My company is well known for its “generous” profit-sharing plan. In fact, we even won a Custom Home Pacesetter Award for it a few years ago. The dirty little secret is that we don’t actually have a profit sharing plan. (My accountant loves to drive this home to me at every opportunity.)
There are unintended consequences of well-intentioned actions in every part of business, as in life, but nowhere are they more obvious and frustrating than in employee compensation plans. Several times, I’ve handed out what seemed like a huge amount of money only to be met with resentment because “it sure seemed to me that the company was doing better than this!”
I remember the prima-donna framing crew (now alumni) that had mandatory paid sit-down breaks and long lunches because our open-book management report showed that the company wasn’t making much profit on trim labor compared to framing labor. But probably the most painful one was the young builder who recently told me that he had adopted a written profit sharing plan but had never shown enough of a profit to actually have any left to share, and now people felt betrayed and were leaving his company.

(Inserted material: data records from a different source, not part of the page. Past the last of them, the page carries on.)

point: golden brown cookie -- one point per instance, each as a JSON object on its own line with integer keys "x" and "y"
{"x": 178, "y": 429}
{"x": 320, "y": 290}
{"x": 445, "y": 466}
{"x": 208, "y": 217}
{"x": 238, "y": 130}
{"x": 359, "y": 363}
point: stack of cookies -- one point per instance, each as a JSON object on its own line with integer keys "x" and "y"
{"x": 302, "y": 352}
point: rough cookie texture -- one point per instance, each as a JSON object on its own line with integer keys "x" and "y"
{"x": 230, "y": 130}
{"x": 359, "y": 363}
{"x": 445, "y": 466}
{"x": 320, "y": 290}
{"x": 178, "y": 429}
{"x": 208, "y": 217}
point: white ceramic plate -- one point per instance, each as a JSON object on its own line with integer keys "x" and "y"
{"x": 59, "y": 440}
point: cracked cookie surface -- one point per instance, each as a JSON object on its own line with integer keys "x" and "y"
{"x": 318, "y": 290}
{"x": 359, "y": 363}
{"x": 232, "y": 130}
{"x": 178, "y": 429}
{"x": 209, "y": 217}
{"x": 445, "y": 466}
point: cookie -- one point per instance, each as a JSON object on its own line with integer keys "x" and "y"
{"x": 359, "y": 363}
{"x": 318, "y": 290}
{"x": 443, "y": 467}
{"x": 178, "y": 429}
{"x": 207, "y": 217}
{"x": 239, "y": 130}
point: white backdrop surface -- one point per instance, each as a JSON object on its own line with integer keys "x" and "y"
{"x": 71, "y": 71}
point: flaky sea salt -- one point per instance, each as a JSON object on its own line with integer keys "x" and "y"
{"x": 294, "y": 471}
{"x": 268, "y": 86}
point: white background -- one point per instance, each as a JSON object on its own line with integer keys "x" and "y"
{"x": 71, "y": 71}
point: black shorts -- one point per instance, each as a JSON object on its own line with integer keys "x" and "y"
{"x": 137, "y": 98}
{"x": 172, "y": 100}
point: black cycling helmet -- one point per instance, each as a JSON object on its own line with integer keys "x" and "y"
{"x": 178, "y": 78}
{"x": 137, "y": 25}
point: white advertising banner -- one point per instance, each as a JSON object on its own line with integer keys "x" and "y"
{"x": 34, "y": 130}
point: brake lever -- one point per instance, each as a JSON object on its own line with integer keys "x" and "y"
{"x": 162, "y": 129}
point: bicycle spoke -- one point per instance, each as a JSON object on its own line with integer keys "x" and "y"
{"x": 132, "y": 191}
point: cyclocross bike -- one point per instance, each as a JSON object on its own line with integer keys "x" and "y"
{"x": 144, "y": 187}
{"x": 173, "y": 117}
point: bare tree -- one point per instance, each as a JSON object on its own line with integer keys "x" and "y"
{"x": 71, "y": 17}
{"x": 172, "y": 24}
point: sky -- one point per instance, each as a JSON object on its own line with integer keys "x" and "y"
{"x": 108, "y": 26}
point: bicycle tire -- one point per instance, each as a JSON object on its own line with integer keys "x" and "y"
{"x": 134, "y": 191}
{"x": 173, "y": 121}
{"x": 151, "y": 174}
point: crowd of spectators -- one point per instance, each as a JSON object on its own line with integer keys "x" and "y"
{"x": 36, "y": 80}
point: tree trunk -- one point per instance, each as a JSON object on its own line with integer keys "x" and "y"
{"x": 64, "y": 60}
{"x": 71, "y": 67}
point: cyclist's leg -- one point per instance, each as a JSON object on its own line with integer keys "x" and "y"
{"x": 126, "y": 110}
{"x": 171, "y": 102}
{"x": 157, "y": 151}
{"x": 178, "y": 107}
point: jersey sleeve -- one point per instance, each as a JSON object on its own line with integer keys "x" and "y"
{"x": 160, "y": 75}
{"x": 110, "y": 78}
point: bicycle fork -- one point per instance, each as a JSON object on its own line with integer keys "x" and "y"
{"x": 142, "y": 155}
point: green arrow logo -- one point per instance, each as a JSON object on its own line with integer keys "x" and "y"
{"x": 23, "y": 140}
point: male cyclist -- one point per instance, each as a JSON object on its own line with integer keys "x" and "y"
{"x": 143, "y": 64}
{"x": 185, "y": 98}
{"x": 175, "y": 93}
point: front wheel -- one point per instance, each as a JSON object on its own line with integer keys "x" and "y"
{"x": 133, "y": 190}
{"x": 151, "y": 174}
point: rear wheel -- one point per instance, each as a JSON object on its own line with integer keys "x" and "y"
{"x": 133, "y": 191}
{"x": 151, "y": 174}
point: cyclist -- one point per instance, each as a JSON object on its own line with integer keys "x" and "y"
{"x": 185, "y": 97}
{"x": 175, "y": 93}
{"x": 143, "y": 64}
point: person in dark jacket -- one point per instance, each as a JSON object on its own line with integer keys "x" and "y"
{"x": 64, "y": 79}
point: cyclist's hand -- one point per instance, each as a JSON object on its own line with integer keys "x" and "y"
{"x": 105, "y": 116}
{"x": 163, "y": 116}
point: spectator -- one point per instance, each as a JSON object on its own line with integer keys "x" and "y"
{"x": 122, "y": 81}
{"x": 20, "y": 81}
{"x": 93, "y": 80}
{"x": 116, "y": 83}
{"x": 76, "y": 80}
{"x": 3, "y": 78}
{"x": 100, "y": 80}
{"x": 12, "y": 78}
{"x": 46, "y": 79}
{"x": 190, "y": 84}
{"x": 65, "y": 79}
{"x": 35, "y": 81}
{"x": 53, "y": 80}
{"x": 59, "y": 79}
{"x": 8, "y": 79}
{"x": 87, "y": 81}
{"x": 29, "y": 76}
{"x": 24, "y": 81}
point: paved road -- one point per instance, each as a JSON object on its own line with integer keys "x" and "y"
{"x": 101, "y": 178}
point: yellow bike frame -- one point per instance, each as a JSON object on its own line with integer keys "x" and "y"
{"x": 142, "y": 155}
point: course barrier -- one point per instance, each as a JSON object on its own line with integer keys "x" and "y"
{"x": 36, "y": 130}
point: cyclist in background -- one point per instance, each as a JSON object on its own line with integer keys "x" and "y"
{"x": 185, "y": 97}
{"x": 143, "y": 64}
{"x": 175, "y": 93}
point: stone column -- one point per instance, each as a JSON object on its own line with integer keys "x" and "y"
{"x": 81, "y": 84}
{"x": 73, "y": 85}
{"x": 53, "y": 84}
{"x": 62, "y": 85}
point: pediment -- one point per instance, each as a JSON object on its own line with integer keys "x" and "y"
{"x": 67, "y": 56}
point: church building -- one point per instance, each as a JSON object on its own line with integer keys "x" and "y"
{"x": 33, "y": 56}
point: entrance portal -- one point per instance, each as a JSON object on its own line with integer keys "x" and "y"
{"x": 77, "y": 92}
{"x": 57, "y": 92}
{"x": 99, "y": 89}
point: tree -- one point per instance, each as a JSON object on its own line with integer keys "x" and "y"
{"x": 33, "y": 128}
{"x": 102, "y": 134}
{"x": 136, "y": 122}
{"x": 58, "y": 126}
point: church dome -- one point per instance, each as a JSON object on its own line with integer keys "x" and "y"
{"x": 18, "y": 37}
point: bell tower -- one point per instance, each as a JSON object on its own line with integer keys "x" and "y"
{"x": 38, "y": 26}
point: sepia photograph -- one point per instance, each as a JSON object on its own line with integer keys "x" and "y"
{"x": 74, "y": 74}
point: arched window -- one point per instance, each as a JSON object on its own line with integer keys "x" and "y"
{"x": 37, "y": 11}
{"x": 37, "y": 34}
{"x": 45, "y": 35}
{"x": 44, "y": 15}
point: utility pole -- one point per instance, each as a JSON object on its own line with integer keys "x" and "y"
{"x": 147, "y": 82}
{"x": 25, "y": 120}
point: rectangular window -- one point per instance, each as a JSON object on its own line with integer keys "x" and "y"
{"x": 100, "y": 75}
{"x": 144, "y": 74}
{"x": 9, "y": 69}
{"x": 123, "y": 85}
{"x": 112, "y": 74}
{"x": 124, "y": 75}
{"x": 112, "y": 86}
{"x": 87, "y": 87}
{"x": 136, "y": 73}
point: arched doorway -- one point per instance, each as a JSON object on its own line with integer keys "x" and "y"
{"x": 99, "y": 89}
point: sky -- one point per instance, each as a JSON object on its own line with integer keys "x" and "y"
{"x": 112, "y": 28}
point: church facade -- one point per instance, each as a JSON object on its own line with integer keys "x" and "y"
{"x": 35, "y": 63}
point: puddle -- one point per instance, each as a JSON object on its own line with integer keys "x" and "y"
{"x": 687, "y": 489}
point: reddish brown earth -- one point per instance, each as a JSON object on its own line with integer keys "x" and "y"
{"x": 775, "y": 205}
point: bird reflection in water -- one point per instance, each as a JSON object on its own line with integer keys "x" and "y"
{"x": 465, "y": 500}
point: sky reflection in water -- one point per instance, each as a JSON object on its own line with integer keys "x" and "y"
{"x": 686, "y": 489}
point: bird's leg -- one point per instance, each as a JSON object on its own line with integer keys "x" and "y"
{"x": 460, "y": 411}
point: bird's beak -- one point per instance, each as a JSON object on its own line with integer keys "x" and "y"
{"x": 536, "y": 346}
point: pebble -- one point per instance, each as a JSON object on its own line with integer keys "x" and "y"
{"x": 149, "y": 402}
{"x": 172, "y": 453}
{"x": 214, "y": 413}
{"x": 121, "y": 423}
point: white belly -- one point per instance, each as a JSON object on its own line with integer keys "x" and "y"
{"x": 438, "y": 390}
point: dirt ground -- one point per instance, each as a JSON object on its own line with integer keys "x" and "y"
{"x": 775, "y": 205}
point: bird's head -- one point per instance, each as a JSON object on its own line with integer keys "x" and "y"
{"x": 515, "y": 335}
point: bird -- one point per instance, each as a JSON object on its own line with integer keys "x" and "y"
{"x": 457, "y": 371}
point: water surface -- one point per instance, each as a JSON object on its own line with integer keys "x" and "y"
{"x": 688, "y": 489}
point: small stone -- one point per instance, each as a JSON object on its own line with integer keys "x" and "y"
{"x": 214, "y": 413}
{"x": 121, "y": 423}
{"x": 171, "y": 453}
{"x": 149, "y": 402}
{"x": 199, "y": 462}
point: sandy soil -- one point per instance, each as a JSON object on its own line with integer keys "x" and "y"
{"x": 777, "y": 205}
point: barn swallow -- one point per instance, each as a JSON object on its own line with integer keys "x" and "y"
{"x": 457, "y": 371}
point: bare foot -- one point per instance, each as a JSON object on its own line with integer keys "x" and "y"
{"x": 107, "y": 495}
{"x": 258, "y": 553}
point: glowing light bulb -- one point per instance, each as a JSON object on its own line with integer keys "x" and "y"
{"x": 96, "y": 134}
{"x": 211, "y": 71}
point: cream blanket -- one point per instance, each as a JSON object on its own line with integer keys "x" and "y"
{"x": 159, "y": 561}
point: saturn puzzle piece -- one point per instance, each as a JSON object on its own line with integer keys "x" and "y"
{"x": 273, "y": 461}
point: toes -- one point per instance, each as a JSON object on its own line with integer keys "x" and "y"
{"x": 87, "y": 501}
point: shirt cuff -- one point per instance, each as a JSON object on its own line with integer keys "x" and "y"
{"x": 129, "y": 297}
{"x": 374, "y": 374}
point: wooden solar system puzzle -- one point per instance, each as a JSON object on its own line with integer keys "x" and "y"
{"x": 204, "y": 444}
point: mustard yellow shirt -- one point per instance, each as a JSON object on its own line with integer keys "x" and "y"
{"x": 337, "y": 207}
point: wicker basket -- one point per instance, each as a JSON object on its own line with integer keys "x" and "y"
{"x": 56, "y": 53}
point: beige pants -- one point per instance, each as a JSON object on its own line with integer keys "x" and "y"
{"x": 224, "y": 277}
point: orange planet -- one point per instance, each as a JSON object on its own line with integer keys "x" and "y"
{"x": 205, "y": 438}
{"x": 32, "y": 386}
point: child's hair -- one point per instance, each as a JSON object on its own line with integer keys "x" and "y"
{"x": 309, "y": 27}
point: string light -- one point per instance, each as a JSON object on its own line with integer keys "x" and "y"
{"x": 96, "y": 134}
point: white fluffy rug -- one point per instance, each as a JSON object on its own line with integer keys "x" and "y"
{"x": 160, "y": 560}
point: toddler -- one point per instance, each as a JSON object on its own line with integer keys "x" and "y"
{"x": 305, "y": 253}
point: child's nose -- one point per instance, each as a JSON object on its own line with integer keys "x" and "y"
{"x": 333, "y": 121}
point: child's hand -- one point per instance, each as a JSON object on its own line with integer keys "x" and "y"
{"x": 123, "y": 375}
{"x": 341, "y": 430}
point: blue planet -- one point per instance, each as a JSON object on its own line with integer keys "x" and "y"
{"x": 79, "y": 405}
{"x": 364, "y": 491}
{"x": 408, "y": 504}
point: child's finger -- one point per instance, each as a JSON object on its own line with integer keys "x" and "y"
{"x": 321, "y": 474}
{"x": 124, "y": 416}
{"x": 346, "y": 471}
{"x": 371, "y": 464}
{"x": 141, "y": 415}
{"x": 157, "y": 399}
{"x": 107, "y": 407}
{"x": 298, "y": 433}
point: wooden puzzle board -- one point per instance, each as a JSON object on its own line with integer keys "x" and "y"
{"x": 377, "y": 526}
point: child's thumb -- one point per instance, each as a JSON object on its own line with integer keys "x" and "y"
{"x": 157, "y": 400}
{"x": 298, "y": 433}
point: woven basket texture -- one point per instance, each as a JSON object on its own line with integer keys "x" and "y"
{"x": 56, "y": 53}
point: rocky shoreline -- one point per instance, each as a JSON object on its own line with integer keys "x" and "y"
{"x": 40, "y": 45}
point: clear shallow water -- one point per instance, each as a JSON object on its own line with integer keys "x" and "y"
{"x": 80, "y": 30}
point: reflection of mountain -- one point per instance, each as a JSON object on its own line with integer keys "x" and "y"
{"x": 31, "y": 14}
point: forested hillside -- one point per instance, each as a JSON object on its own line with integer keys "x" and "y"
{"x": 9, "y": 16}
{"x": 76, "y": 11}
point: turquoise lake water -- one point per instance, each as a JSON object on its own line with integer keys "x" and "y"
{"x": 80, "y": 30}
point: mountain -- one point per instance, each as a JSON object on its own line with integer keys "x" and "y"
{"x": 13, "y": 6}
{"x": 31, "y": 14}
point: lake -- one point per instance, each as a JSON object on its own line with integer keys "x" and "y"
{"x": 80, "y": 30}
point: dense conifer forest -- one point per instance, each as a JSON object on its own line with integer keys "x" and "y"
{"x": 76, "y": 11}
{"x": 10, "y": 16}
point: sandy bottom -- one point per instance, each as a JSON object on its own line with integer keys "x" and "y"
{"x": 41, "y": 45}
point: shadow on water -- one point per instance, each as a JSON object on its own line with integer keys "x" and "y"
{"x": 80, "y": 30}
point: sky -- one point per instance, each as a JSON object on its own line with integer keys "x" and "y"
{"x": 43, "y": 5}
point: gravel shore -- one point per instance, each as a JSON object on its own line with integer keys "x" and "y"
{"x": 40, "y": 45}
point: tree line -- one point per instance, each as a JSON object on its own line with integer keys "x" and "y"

So I don’t have a profit-sharing plan.
I have a disbursement-sharing plan.
in which I distribute $40 for every $60 that Beth and I take home beyond our hourly wage. And it is “undefined” to the extent that I choose how much each employee receives based on my own assessment of their contributions to the company culture. And in years past, when profits were elusive but the team was pulling together well, I borrowed money from the bank to fund my “profit-sharing plan.” (This makes my accountant turn red in the face and twitch uncontrollably.)
The goal of a good employee compensation plan is to optimize the profitability of the group by encouraging efficiency, diligence, skill improvement, and teamwork. When it’s done right, the workers in the field will push themselves to weed out mediocrity and improve customer service. When done wrong, it can create a culture of entitlement, competitiveness, and resentment. The unintended consequences are always a single misstep away, but all the more so when your company is perceived as “holding itself to a higher standard.”
I say no to End-of-Year Profit Sharing for several reasons. For one, the profitability of the company is subject to interpretation and manipulation, it is not a simple and provable number. The way I post expenses using accrual, percent completion, cash or GAAP (Generically Accepted Accounting Principles – yuck) accounting will yield different assessments of my profitability. I may delay or accelerate collections or expenses at the end of December to change my profit and tax picture. I may prefer to hold on to retained earnings to strengthen the company as we head into a slow period rather than distribute taxable profits to myself or my crew. At New Years I may be just too busy to take the time to do end-of-year accounting right away but the crew still need to be rewarded for their efforts.
So my decision about the total disbursement amount is based not on the profitability of the company but on the amount I feel is safe to distribute based on my assessment of the financial health of the company looking forward as far as I can see based on the information at hand It’s tempered by my assessment of the performance of the team as a whole but the 60/40 ratio is fixed, if there’s enough for me there’s enough to share. Regardless of how I figure it, the best time to disburse an end-of-year bonus is well before the end of the year.
I give Thanksgiving bonuses.
The kind of people I want to have in my company are bighearted people who want nothing more than to provide for their loved ones as best they are able. To these folks, the holiday season is a time when they are tempted to overextend themselves to give to their families. I give them their bonuses before the holiday season so that they will know what they have to spend and be less likely to have regrets come January. This also makes them more likely to praise the company at family and social gatherings, and just telling all their friends and relations how much they are appreciated at work makes them more likely to carry a positive attitude in their daily work ethic when January comes around. That positive attitude is what I’m hoping to cultivate and it, along with smart estimates and business systems, are what will result in a profitable year and healthy profit sharing checks.
I don’t give Christmas bonuses because, in the big picture, Thanksgiving bonuses yield a higher return on investment for my company. And it feels right to me; I get to show thanks to them for pulling together and helping achieve another profitable year, and they get to feel thankful for having a team that appreciates them. A win-win proposition all around.